The Twin Crises of Careless AI Deployment
According to Venkatesan, deploying AI carelessly triggers two simultaneous crises. Internally, it shatters employee trust. When workers see AI primarily as a job-destruction tool, fear replaces initiative, and creativity is stifled. The most adaptable and talented employees, whom companies need most, become disengaged or leave.
Externally, it creates a societal crisis. Large-scale job displacement without adequate reskilling, redeployment, or dignity deepens inequality and fuels political and economic backlash. AI, in this context, simply accelerates the negative consequences previously seen with globalization and automation.
Blueprint for Responsible AI: Empowering the Workforce
Fortunately, the article provides examples of companies charting a more sustainable and human-centric path. These organizations view AI not as a substitute for people, but as an enabler for higher-value work.
IKEA uses AI to support frontline staff by improving personalization and inventory accuracy, freeing employees for more meaningful customer interactions. Schneider Electric embeds AI into engineers' and managers' workflows as a "force multiplier" for human expertise, boosting efficiency and innovation.
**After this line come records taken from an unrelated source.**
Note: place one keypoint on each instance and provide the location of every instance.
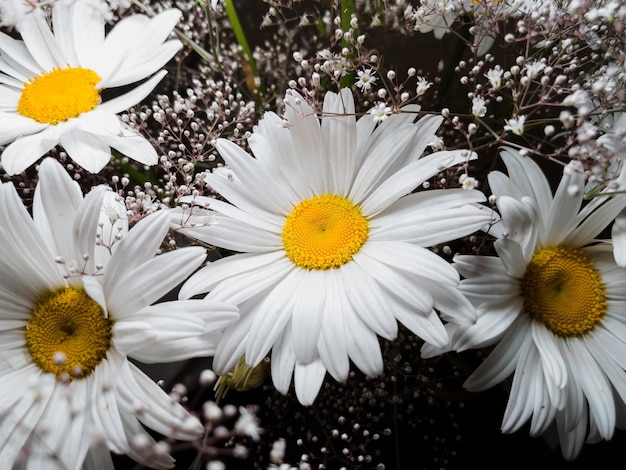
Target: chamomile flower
(366, 79)
(515, 124)
(332, 242)
(69, 392)
(552, 303)
(52, 79)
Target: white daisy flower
(331, 241)
(67, 334)
(553, 303)
(51, 83)
(366, 79)
(515, 124)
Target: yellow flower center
(68, 334)
(563, 290)
(59, 95)
(324, 232)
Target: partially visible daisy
(332, 242)
(515, 124)
(68, 327)
(366, 79)
(553, 303)
(51, 83)
(380, 112)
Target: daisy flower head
(366, 79)
(52, 79)
(70, 324)
(331, 240)
(552, 303)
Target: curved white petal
(308, 379)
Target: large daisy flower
(68, 325)
(553, 302)
(51, 83)
(331, 241)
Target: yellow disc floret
(68, 334)
(324, 232)
(59, 95)
(563, 290)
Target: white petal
(564, 207)
(135, 289)
(86, 149)
(308, 379)
(339, 137)
(332, 342)
(512, 257)
(56, 201)
(283, 362)
(132, 97)
(367, 300)
(410, 177)
(362, 344)
(26, 150)
(502, 360)
(306, 135)
(40, 41)
(552, 363)
(493, 321)
(526, 176)
(14, 125)
(22, 250)
(307, 314)
(272, 316)
(595, 386)
(139, 246)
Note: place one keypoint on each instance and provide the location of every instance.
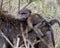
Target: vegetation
(49, 9)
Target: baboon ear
(52, 22)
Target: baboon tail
(52, 22)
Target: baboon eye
(23, 13)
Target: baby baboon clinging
(10, 26)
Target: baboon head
(24, 13)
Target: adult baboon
(10, 26)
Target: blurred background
(48, 9)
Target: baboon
(10, 25)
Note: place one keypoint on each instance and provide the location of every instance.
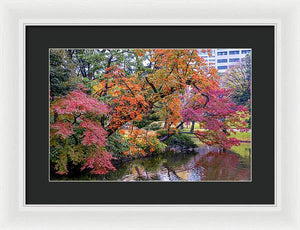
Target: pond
(202, 164)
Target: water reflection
(203, 164)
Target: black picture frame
(39, 190)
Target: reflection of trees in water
(222, 166)
(183, 167)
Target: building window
(234, 60)
(222, 60)
(246, 51)
(234, 52)
(222, 53)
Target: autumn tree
(238, 79)
(125, 86)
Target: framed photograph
(162, 119)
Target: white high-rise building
(222, 59)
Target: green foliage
(117, 144)
(238, 78)
(59, 74)
(147, 121)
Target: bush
(117, 144)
In the banking sector, DBS paired automation with large-scale reskilling, ensuring AI replaced tasks, not people. This approach has been pivotal in building one of Asia's most resilient banks. Similarly, Zoho has developed advanced AI capabilities while focusing on internal talent development and job creation, even in smaller towns, proving long-term competitiveness doesn't require periodic layoffs.
Venkatesan emphasizes that these companies are not being charitable but strategically smart. They build sustainable advantage through a culture of trust and enhanced capabilities, where employees feel empowered by technology, not threatened.
The core message is a call to action for leadership. Boards and CEOs must move beyond asking, "How many jobs can we automate?" to more profound questions: How can AI make our people dramatically more effective? How do we reskill at scale? How do we deploy AI to strengthen trust with employees and society?
Using AI responsibly requires imagination, patience, and moral courage—resisting the temptation of headline-grabbing layoffs for genuine, long-term capability building. The ultimate measure of leadership, Venkatesan concludes, will not be how much was automated, but how much people were uplifted.